Remove a image from a remote docker registry
GPL-2.0 License
This bash script makes it possible to delete a image from a docker registry v2 Don't be afraid to delete images which contains layers used by other images. The docker registry backend will automatically detect that and keep those layers.
$ docker run --rm -ti vidarl/remove_image_from_registry -u username -p myregistry:5000/myrepo/myimage:latest
$ ./remove_image_from_registry.sh [OPTIONS] [IMAGE]
IMAGE
Image name has the format registryhost:port/repository/imagename:version
For instance : mydockerregistry:5000/myrepo/zoombie:latest
Note that the version tag ("latest" in this example) is mandatory.
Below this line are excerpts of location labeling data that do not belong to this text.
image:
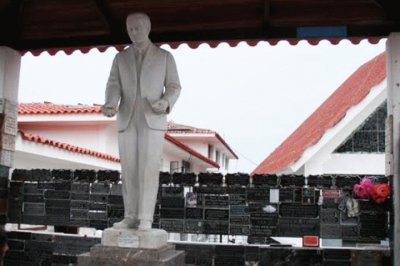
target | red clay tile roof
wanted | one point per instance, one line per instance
(66, 146)
(50, 108)
(190, 150)
(350, 93)
(72, 148)
(183, 129)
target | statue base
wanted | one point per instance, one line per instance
(101, 255)
(132, 238)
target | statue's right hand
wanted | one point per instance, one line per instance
(108, 111)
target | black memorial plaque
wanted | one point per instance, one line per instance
(373, 226)
(346, 181)
(265, 180)
(58, 211)
(286, 194)
(74, 245)
(292, 180)
(85, 175)
(57, 203)
(100, 188)
(115, 199)
(80, 196)
(21, 175)
(324, 181)
(79, 214)
(258, 194)
(62, 174)
(33, 219)
(298, 227)
(46, 185)
(31, 188)
(237, 179)
(34, 209)
(172, 213)
(54, 194)
(194, 213)
(216, 214)
(209, 190)
(97, 206)
(98, 215)
(330, 216)
(38, 198)
(239, 229)
(61, 220)
(115, 211)
(98, 224)
(239, 210)
(184, 179)
(108, 175)
(165, 178)
(330, 230)
(79, 222)
(236, 190)
(210, 179)
(237, 199)
(242, 220)
(99, 198)
(216, 227)
(116, 189)
(350, 232)
(173, 202)
(172, 225)
(79, 204)
(194, 226)
(298, 210)
(80, 187)
(220, 201)
(64, 185)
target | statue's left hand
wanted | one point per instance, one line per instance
(160, 106)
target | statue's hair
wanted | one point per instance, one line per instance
(141, 16)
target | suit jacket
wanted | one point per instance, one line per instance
(158, 80)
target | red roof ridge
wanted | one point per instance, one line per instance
(59, 109)
(66, 146)
(190, 150)
(352, 91)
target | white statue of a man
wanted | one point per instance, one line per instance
(143, 86)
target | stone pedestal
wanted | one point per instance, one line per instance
(132, 238)
(101, 255)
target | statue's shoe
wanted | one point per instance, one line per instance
(126, 223)
(145, 225)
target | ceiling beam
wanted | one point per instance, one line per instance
(111, 22)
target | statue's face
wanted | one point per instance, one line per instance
(138, 29)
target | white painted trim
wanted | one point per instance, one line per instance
(47, 151)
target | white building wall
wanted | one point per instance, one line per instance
(357, 164)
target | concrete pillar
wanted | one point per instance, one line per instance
(393, 83)
(10, 63)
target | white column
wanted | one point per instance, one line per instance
(393, 83)
(10, 63)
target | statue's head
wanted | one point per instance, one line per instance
(138, 26)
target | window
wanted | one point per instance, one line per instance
(173, 166)
(370, 136)
(210, 151)
(226, 163)
(186, 167)
(217, 156)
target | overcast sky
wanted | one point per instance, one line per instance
(254, 97)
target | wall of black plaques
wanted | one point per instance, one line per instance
(208, 203)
Please note that this script will delete the image from the repository, not only the tag; if the
image you are deleting have multiple tags ( for instance "1.0" and "latest" ), both tags will be
removed from the registry.
Docker registry does not support deleting only a tag ATM, ref https://github.com/docker/distribution/issues/2317
The option "--tag-only" tries to circumvent this by restoring other tags which also disappear from
the registry during the delete. However, this is not entirely safe:
- Do not delete multiple images concurrently.
- Do not run registry garbage collector while deleting images (this you should never do anyway....).
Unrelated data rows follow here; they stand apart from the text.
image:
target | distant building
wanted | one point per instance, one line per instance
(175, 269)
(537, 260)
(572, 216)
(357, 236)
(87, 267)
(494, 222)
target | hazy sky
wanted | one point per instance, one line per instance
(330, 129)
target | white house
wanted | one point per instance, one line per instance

- Do not create new local tags for the image during the delete operation.
OPTIONS
-h, --help
Print help
--insecure
Connect to a registry which has a self-signed SSL certificate
-p
Prompt for password
-u <username>
Use the given username when authenticating with the registry
--raw <url> <http-method> [http-header]
Send custom request to the registry. When using this argument, do not use the [IMAGE] argument too.
Example:
./remove_image_from_registry.sh \
-u admin \
--insecure \
--raw \
mydockerregistry:5000/v2/imagename/manifests/latest \
GET \
"Accept: application/vnd.docker.distribution.manifest.v2+json"
--tag-only
After deleting the image, try to recover all other tags which also pointed to the image
Password may also be set using the environment variable REGISTRY_PASSWORD
$ export REGISTRY_PASSWORD=sesame
# Store password in environment variable
export REGISTRY_PASSWORD=foobar
# Delete the image mydockerregistry:5000/myrepo/zoombie:latest
./remove_image_from_registry.sh -u foo --insecure mydockerregistry:5000/myrepo/zoombie:latest
Note that this script will not delete the actual blobs from the registry, only the manifests. Once you have deleted the manifests you have to manually run the garbage collector in order to delete the blobs. You do so by entering your registry container:
docker exec -ti registry_registry_1 /bin/sh
bin/registry garbage-collect /etc/docker/registry/config.yml
See the documentation for more information about the garabe collector.
You must have all (["*"]
) privileges in order to delete an image, ['push']
is not sufficient.
However, using docker_auth you can give access per repository and image
### auth_config.yml
users
"foobar":
password: "...."
"jane":
password: "...."
acl:
- match: {account: "foobar", name: "myrepo/zoombie"}
actions: ["*"]
comment: "foobar can do anything with image myrepo/zoombie"
- match: {account: "jane", name: "myrepo/*"}
actions: ["*"]
comment: "jane can do anything with any image in the repo named myrepo"
Be aware of a cache bug in the garbage collector. As a consequence of this bug, you'll need to restart your registry after running the garbage collector (or clear redis cache if you are using that).
Also note that when deleting a image, the repository will still remain in the catalogue.
If you use docker client to push and overwrite an existing tag in the registry, the garbage collector will not remove the blobs beloning to the overwritten image. This bug comment explains why.